Social media: More than just a like
Social media has become a hot topic in almost all industries. Troy Bankhead, Head of Marketing and Communication at KNEIP, discusses the opportunities of social media for the financial industry.
For what purpose do financial companies use social media?
In 2011, a Fidelity Investments survey of high net worth investors revealed that 85% of respondents used social media, and a third of them professionally. More interesting was the fact that the average age of the respondents was 56. Companies have started to learn that they have to be where their audience is, and that their audience is online, and active in social media. In fact last year, a McKinsey study showed that there is $1.3 trillion in potential value that can be claimed by companies who effectively use social media and digital technology. Companies are also learning that they have to adapt to their customers’ expectations by bringing them something of value from the very first contact, and connect in a more intimate way. In this respect, social media provides a wealth of tools to connect more directly and authentically with investors, employees and stakeholders. It is a powerful listening device, which enables you to be more open to business, detect market trends in the industry, and keep up with your competitors’ activity.
Companies use social media for sales and marketing purposes by expanding the obsolete traditional sales funnel in favour of a model based on multiple touch points, for client engagement, internal crowd sourcing, vetting, recruitment, and customer support as it offers quicker interaction without being put on hold for 10 minutes. One of the most promising areas where asset managers should be not just active, but proactive, is in serving and engaging with their clients. Morgan Stanley recently empowered 18,000 of their advisers with the possibility to use LinkedIn and Twitter to engage with their customers.
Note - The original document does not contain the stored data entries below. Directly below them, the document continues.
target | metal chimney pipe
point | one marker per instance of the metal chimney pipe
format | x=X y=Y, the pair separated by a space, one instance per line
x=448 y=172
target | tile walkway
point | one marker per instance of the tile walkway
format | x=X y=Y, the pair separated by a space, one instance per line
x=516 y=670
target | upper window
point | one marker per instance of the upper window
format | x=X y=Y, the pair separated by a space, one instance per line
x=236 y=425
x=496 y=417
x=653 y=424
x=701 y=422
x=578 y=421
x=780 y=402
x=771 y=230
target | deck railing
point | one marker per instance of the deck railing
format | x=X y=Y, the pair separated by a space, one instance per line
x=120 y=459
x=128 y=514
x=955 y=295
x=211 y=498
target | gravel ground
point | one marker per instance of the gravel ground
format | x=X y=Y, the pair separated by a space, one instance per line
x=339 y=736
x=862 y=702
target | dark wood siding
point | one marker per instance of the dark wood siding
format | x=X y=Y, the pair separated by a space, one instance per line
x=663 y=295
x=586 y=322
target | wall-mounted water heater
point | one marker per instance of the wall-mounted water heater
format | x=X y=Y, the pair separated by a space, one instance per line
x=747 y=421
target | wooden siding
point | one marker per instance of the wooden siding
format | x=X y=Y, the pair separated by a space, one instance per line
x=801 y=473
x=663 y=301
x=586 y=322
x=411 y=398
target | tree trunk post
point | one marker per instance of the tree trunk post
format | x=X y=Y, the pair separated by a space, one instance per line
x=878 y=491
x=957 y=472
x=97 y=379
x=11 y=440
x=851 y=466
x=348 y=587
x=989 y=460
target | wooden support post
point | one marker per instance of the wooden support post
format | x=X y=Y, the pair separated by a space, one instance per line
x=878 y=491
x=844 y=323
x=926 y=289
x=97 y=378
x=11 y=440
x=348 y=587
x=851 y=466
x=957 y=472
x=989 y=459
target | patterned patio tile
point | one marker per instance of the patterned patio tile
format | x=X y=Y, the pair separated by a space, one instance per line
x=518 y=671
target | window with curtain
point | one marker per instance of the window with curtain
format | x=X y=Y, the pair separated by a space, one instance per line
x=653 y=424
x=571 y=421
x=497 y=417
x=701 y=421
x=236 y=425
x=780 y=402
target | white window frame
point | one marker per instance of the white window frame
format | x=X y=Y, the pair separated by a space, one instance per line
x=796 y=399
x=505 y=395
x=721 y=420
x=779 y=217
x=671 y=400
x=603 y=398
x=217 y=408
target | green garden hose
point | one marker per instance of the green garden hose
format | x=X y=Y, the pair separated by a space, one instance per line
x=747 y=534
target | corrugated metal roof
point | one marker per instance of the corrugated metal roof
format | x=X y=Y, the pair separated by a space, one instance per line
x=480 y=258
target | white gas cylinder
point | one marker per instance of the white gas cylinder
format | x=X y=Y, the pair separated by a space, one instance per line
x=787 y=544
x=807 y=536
Close relationships between an adviser and its clients are very important in the financial world, as it is not so much the product that they are buying but the people and brand behind that they come in contact with. People want to connect with individuals, not advertisements. They want knowledge and service, not a sales pitch.
Moreover, getting involved in social media takes a long-term commitment to changing the way companies communicate. The traditional metrics of ROI are based on short-term returns on campaigns, but aren’t always adapted. ROE (Return On Engagement) is a starting point in revisiting one’s goals for social media.
What is the current state of social media within the financial industry?
The United States are definitely the most advanced in terms of social media. However, there are still a lot of hurdles to overcome as 49% of US fund managers advisers still don’t allow employees to use personal social media networks for business purposes (although this number declines every year). One of the main reasons is that companies in the financial sector, especially asset managers are dealing with a number of compliance issues that present a daunting barrier to entry when starting a social media presence.
How would you describe the attitude of the Luxembourg financial sector towards social media?
Luxembourg businesses have not yet fully embraced social media, and as a whole have a rather conservative attitude towards social media trends. This however doesn't mean that they don’t want to or will never embrace it. Luxembourg has shown that it is very progressive: its ambition for becoming the IT and gaming hub of Europe is a perfect example of its forward-thinking attitude.
In fact, Luxembourg is already very present in the digital realm. One of the voting questions asked during the panel at the ALFI Global distribution Conference revealed that the average number of digital devices (laptop, smartphone, tablet, …) regularly used by the audience was 5. Luxembourg’s conservative attitude reflects its responsibility rather than a non-willingness to embrace social media. It is a question of learning about it, documenting about it and then providing training to employees in order to lay solid foundations in social media internally. Given the stakes involved in financial products, it goes without saying that the financial industry must be much more careful when adopting social media. Before jumping on the digital bandwagon, firms and their executives must define processes that an effective compliance strategy and establish guidelines to provide employees training on the use of social media.
Did social media change the image of the industry after the financial crisis?
Social media was present before the financial crisis. However what the crisis revealed about the industry demolished the blind confidence that the industry had benefitted from up until that point. Today more than ever, investors want to know what they’re investing in, how it works, and especially, the people behind the products they buy. Social media is nothing more (and nothing less) than the enabler that allows the consumer to interact with the brand, and with other consumers. By enabling clients to express themselves, social media has facilitated a fundamental change in the way that companies must do business, as it forces them to be more transparent and authentic, to implement better governance, and to be more present if things go awry.
At the end of the day, social media is more than a website or an app, or a like. It’s about embracing a change in the way we do business, and the way we interact with our stakeholders. Its success is tied to making good products, having good corporate governance, creating good procedures, and training good people throughout our organisations. Our stakeholders want the very things that social media brings. It’s up to us to make it happen.